Re: [PATCH v2 2/5] lib: add error_report_notify to collect debugging tools' reports

Petr Mladek <pmladek@xxxxxxxx> · Mon, 18 Jan 2021 17:43:46 +0100

On Mon 2021-01-18 14:08:19, Alexander Potapenko wrote:
> On Mon, Jan 18, 2021 at 12:38 PM Petr Mladek <pmladek@xxxxxxxx> wrote:
> Thanks for your input! Some responses below.
> 
> >
> > On Fri 2021-01-15 14:03:33, Alexander Potapenko wrote:
> > > With the introduction of various production error-detection tools, such as
> > > MTE-based KASAN and KFENCE, the need arises to efficiently notify the
> > > userspace OS components about kernel errors. Currently, no facility exists
> > > to notify userspace about a kernel error from such bug-detection tools.
> > > The problem is obviously not restricted to the above bug detection tools,
> > > and applies to any error reporting mechanism that does not panic the
> > > kernel; this series, however, will only add support for KASAN and KFENCE
> > > reporting.
> > >
> > > +++ b/lib/error_report_notify.c
> > > +/*
> > > + * Trace hook for the error_report_start event. In an unlikely case of another
> > > + * task already printing a report bail out, otherwise save the current pid
> > > + * together with in_task() return value.
> >
> > This is not reliable. Some events might get lost.
> 
> 
> > > +
> > > +     /* Pairs with acquire in last_report_show(). */
> > > +     atomic_inc_return_release(&num_reports);
> > > +     schedule_delayed_work(&reporting_done, 0);
> >
> > Why delayed work when it gets queued immediately?
> 
> Because error reports may be sent from a place where waiting is
> forbidden (in the case of KFENCE that is the page fault handler).
> A delayed work ensures the notification occurs in a wait-safe context.
> 
> 
> > > +static void skip_extra_info(const char **buf, size_t *len)
> > > +{
> > > +     int num_brackets = IS_ENABLED(CONFIG_PRINTK_TIME) +
> > > +                        IS_ENABLED(CONFIG_PRINTK_CALLER);
> >
> > The timestamp can be disabled also at runtime by
> > /sys/module/printk/parameters/time
> 
> Guess that would result in disabling it for the whole kernel, which is
> too aggressive.

I wanted to say that it was not enough to check
IS_ENABLED(CONFIG_PRINTK_TIME). Anyway, I think that you will not use
this code in the end.

> > IMHO, removing the timestamp is a bad idea. It will complicate
> > matching the message with other events.
> 
> Given that we are moving away from sysfs, the report size limit can be
> increased, therefore we don't have to remove the timestamp to save
> space anymore.
> 
> > I am afraid that some reports would get shrunken anyway.
> Do you have any particular subsystem in mind? We could probably

printk() is storing recursive messages and also messages in NMI
context into temporary per-CPU buffers. They include just a plain
text (no timestamps).

The original size was 4kB but it caused shrinking some backtraces.
They are 8kB by default now. But they still shrink, for example,
lockdep report.

I am not sure about the KASAN or KFENCE reports. But the
experience is that amount of debug messages is just growing year
over year.

JFYI, these temporary buffers should get removed once the new lockless
ringbuffer is fully integrated.

> increase the report buffer to, say, 16K, to avoid this.
> 
> > I suggest to use some lockless ringbuffer to store these
> > messages. Either ftrace or printk one.
> >
> > But the biggest problem would be that console might be called
> > asynchronously from another process. The messages might get
> > lost in the meantime.
> 
> Do you mean that one process may call printk(), but the console probe
> for that message will be executed in the context of another process?
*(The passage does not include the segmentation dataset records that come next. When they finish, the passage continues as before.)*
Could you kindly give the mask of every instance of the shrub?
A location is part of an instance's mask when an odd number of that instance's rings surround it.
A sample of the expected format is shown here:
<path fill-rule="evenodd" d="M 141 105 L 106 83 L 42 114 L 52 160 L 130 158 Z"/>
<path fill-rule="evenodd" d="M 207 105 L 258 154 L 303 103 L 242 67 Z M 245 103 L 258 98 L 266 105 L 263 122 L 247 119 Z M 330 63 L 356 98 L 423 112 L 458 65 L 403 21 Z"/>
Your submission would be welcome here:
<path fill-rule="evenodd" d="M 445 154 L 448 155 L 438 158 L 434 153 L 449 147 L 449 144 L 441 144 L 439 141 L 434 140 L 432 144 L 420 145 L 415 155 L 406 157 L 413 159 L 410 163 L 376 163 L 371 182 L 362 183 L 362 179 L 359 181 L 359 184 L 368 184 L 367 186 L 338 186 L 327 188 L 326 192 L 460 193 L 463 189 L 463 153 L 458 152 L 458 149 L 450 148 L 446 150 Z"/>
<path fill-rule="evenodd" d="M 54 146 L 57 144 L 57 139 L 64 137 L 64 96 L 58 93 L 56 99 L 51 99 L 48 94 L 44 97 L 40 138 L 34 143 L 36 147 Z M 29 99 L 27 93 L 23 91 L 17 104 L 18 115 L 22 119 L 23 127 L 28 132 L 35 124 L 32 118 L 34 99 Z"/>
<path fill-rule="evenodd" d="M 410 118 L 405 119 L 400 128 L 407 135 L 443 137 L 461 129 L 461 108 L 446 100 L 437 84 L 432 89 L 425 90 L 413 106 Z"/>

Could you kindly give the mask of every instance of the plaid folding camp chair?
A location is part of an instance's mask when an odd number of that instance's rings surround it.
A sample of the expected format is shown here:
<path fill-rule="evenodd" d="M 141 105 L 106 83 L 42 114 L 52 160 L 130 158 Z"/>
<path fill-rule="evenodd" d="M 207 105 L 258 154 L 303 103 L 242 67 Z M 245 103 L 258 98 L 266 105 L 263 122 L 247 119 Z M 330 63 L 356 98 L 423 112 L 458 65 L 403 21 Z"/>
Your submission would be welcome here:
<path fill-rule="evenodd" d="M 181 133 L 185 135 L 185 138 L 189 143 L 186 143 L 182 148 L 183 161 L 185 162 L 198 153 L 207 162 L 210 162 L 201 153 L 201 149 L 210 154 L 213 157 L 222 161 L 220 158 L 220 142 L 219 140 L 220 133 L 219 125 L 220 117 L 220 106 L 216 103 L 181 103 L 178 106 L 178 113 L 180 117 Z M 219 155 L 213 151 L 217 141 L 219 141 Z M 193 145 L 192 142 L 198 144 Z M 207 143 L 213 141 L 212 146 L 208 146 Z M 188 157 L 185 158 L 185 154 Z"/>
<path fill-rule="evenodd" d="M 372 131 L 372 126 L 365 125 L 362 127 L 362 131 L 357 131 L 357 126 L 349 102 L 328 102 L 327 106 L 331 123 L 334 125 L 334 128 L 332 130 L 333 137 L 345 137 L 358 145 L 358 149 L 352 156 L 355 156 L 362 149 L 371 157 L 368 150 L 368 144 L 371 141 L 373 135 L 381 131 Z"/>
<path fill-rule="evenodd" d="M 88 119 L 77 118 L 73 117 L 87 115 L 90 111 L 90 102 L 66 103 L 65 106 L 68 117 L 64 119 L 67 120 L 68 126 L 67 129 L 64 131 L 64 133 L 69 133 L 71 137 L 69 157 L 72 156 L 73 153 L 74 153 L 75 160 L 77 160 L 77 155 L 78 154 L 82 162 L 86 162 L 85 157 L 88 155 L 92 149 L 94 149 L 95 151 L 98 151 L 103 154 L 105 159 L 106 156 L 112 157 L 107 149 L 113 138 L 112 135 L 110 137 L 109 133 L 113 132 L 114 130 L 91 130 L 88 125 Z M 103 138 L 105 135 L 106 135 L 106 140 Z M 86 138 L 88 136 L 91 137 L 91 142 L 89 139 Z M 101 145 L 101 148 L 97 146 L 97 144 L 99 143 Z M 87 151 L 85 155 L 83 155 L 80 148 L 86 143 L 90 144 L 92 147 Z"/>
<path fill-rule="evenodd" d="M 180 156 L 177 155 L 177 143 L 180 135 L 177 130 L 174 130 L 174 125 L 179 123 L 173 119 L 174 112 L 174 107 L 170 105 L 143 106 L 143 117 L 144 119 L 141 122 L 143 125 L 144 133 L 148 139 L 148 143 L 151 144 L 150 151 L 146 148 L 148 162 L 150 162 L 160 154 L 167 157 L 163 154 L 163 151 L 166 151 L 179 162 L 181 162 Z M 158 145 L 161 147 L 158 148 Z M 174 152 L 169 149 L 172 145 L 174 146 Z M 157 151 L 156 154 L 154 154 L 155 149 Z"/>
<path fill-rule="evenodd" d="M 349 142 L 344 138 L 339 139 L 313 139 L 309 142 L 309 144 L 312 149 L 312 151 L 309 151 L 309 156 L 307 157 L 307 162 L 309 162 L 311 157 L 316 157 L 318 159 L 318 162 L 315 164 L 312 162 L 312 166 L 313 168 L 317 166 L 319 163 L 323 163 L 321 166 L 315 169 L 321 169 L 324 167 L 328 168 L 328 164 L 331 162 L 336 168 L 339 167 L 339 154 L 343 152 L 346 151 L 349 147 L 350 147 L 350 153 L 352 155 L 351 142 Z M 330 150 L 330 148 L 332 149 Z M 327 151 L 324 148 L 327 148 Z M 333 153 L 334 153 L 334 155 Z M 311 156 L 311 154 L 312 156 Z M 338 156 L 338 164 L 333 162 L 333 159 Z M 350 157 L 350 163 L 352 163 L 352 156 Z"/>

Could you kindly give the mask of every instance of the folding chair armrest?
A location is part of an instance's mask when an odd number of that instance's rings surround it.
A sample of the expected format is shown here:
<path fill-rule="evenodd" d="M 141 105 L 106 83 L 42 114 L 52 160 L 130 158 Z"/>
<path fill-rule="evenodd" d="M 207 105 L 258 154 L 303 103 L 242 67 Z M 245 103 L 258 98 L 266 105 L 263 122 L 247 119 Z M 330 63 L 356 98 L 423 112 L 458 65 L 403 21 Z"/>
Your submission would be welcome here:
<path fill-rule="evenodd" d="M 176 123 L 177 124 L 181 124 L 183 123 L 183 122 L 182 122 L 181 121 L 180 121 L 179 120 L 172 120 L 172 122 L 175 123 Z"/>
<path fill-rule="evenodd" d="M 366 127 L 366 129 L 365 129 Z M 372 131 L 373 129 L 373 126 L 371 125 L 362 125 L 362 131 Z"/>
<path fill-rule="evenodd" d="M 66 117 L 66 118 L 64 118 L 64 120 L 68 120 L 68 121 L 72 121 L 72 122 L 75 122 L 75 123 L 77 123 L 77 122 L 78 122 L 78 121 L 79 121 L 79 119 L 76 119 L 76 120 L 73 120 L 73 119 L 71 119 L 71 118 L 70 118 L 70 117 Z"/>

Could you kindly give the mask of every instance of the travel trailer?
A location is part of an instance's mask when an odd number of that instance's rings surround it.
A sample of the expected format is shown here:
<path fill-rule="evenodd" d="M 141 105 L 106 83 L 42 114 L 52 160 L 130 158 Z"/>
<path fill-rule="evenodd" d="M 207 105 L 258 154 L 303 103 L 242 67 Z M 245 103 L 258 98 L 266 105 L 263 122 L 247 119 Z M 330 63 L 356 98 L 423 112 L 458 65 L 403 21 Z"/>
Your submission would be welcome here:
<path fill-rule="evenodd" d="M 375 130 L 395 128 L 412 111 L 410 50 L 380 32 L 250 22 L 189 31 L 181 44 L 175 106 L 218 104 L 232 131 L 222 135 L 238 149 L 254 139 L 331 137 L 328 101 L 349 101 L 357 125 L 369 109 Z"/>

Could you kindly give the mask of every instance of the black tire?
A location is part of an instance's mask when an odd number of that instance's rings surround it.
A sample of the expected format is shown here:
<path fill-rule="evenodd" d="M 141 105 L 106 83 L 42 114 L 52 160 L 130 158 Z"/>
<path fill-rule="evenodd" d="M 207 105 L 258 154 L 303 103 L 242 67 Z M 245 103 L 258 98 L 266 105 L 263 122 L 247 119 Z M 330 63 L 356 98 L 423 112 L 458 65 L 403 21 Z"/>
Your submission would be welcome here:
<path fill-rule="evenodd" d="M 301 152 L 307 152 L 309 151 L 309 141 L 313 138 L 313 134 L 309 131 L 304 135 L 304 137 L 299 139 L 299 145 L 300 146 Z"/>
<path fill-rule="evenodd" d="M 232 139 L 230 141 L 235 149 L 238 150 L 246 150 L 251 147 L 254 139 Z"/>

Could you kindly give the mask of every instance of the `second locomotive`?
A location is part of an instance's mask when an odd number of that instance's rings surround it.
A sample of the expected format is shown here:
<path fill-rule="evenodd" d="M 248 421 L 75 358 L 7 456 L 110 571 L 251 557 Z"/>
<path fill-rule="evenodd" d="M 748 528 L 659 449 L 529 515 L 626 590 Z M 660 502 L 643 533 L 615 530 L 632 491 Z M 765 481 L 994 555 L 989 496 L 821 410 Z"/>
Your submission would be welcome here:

Yes, this might happen. And it is going to be the default behavior.
The current solution might cause softlockups. John Ogness is working
on offloading the console handling into separate kthreads. It means
that call_console_drivers() will always get called by a separate
process.

> If so, that would be a problem. Could it be possible to extend the
> console trace event to pass an extra caller id?

We should pass the messages some other way. The good news is
that the caller id is always stored in the new lockless
ring buffer that has been integreated into 4.10. It is
used intarnally for handling continuous lines.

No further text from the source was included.